Preußische Allgemeine Zeitung Zeitung für Deutschland · Das Ostpreußenblatt · Pommersche Zeitung

Suchen und finden
29.05.20 / Trümmerfrauen / Schuften auf gigantischen Schuttbergen für ein paar Gramm Fett / Vor 75 Jahren verpflichtete der Kontrollrat der Alliierten Berliner Frauen im Alter von 15 bis 50 Jahren zur Beseitigung der Trümmer

© Preußische Allgemeine Zeitung / Folge 22 vom 29. Mai 2020

Trümmerfrauen
Schuften auf gigantischen Schuttbergen für ein paar Gramm Fett
Vor 75 Jahren verpflichtete der Kontrollrat der Alliierten Berliner Frauen im Alter von 15 bis 50 Jahren zur Beseitigung der Trümmer
Klaus J. Groth

In absoluten Zahlen war die größte Stadt des Reiches auch diejenige, die im Zweiten Weltkrieg die meisten Bombenschäden hatte. Nach über 350 Luftangriffen im Zweiten Weltkrieg lag die Hälfte der Häuser, eine halbe Million, in Schutt und Asche. Auf der Liste der Zerstörung folgten auf Platz zwei und drei Hamburg mit etwa 300.000 und Köln mit 176.000 Häusern. Viele Frauen waren in Not und Chaos nach 1945 auf sich allein gestellt. Ihre Männer waren im Krieg gefallen, in Gefangenschaft oder schwer verwundet und traumatisiert von der Front zurückgekehrt. 

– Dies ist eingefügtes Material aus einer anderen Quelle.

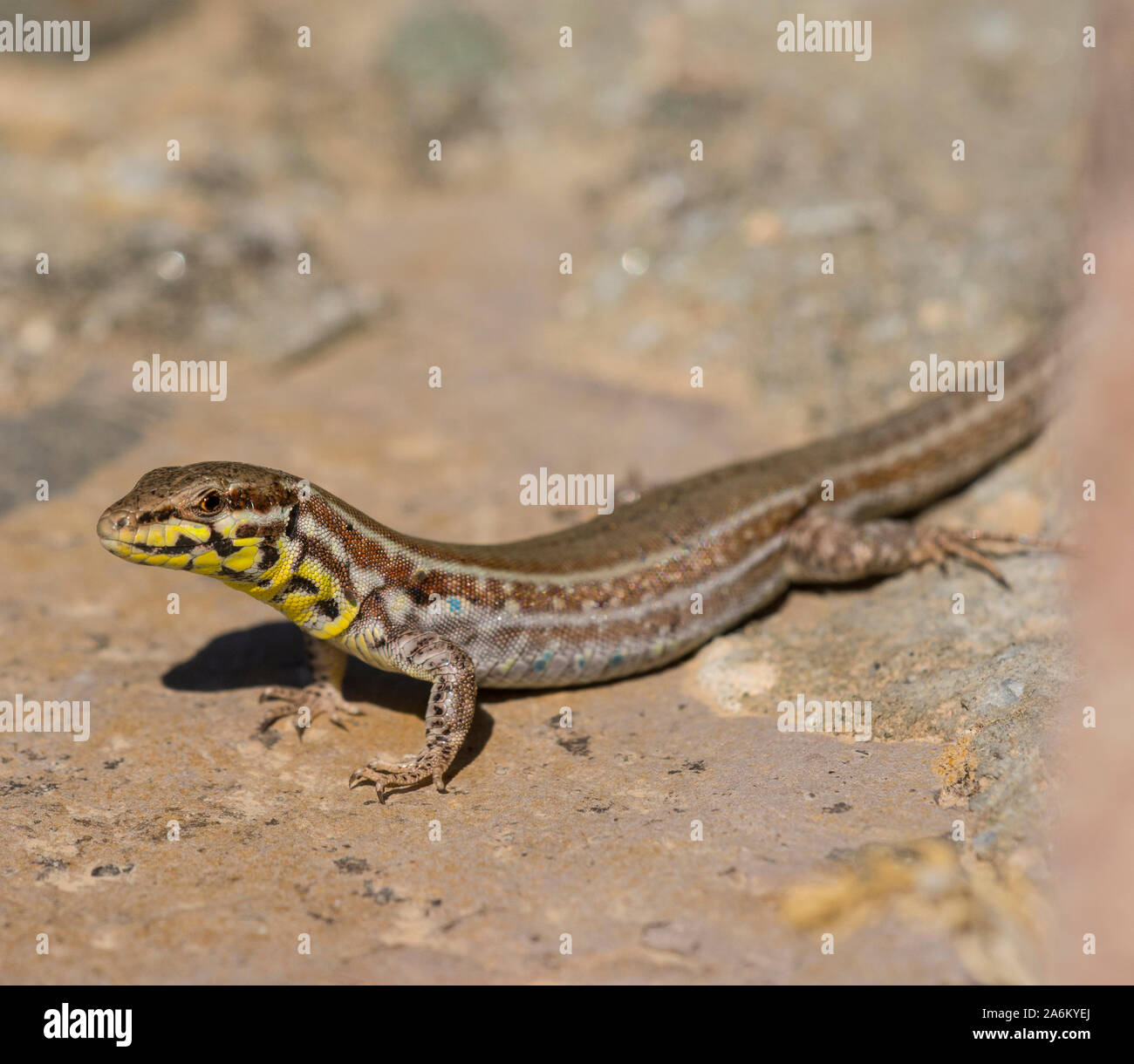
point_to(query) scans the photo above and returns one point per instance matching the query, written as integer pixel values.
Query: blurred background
(457, 264)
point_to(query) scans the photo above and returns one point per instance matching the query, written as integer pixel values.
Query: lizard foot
(316, 699)
(936, 543)
(385, 774)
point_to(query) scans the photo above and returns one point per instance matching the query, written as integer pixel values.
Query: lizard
(598, 601)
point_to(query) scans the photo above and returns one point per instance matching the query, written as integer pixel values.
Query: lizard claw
(317, 699)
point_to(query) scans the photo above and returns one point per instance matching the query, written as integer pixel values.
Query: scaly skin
(602, 600)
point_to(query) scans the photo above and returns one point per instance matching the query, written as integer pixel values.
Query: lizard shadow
(271, 655)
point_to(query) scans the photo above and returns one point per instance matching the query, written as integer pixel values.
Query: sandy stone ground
(673, 833)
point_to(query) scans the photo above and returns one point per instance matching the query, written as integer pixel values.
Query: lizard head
(220, 519)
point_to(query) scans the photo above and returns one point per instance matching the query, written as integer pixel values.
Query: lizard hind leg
(448, 715)
(830, 549)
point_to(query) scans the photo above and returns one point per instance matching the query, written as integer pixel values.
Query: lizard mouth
(120, 535)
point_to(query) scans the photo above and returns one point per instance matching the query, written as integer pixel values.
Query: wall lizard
(605, 599)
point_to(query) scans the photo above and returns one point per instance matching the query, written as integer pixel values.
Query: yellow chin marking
(208, 563)
(193, 531)
(242, 559)
(347, 612)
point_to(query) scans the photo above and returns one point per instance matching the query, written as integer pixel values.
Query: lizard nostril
(113, 521)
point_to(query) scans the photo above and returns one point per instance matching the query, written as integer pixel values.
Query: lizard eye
(211, 502)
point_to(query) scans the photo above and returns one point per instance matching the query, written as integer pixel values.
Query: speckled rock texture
(673, 833)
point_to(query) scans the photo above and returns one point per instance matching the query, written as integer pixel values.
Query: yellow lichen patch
(990, 914)
(957, 767)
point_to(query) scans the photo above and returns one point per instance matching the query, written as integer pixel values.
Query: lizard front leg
(324, 695)
(448, 713)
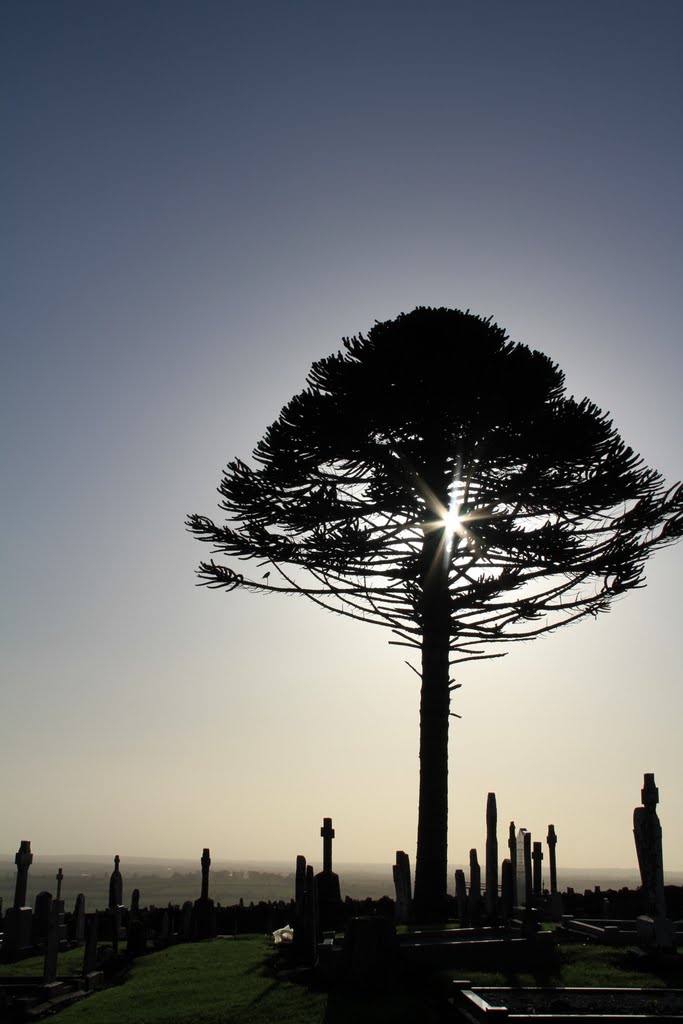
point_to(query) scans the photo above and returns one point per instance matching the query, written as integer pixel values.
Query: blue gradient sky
(198, 201)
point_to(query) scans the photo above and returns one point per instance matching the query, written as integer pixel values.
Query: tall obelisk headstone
(653, 929)
(512, 847)
(492, 856)
(329, 893)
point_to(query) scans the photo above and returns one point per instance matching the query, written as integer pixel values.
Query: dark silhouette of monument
(654, 929)
(329, 894)
(435, 478)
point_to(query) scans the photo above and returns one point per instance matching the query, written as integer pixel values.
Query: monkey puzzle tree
(433, 477)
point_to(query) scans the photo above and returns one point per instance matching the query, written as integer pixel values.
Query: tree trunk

60.000 Trümmerfrauen in Berlin

 Die Alliierten verpflichteten vor allem Frauen zur Trümmerarbeit, die eingetragene Mitglieder der NSDAP waren. Ihre Zahl reichte bei weitem nicht. Am 10. Juli 1946 folgte eine weitere „Anordnung über den Einsatz von Frauen auf Bauten“. Ihre offizielle Bezeichnung: „Hilfsarbeiterinnen im Baugewerbe“. Um die Schwerstarbeit attraktiv zu machen, gab es zusätzliche Lebensmittelkarten. Die größeren Rationen an Brot, Fett, Fleisch und Zucker linderten den Hunger in den Familien.

In den ersten Nachkriegsjahren arbeiteten schätzungsweise 60.000 Frauen mit Hacke, Schaufel und bloßen Händen auf der gigantischen Berliner Schutthalde. Die Amerikaner gaben ihnen den Namen „rubble women“, Trümmerfrauen. Fotos in den Zeitungen zeigten junge Mädchen in geblümten Kleidern und Großmütter in Kittelschürzen, wie sie Steine von Hand zu Hand reichen, Karren beladen und zu Sammelstellen transportieren. Sie lachen in die Kamera, als ob es ein Vergnügen sei. Das Bild der tapferen kleinen Frau, die überall in den zerstörten Städten fröhlich und tatkräftig ans Werk ging, wurde zum Mythos. Das Steine klopfen, Heben der schweren Brocken, das Schleppen von Stahlträgern war äußerst anstrengend und gefährlich. Im November 1945 stürzte eine Giebelwand ein. Sie begrub neun Arbeiterinnen unter sich. Nach einer Statistik verunglückten im Jahr darauf 957 Arbeiterinnen. 32 starben an ihren Verletzungen. 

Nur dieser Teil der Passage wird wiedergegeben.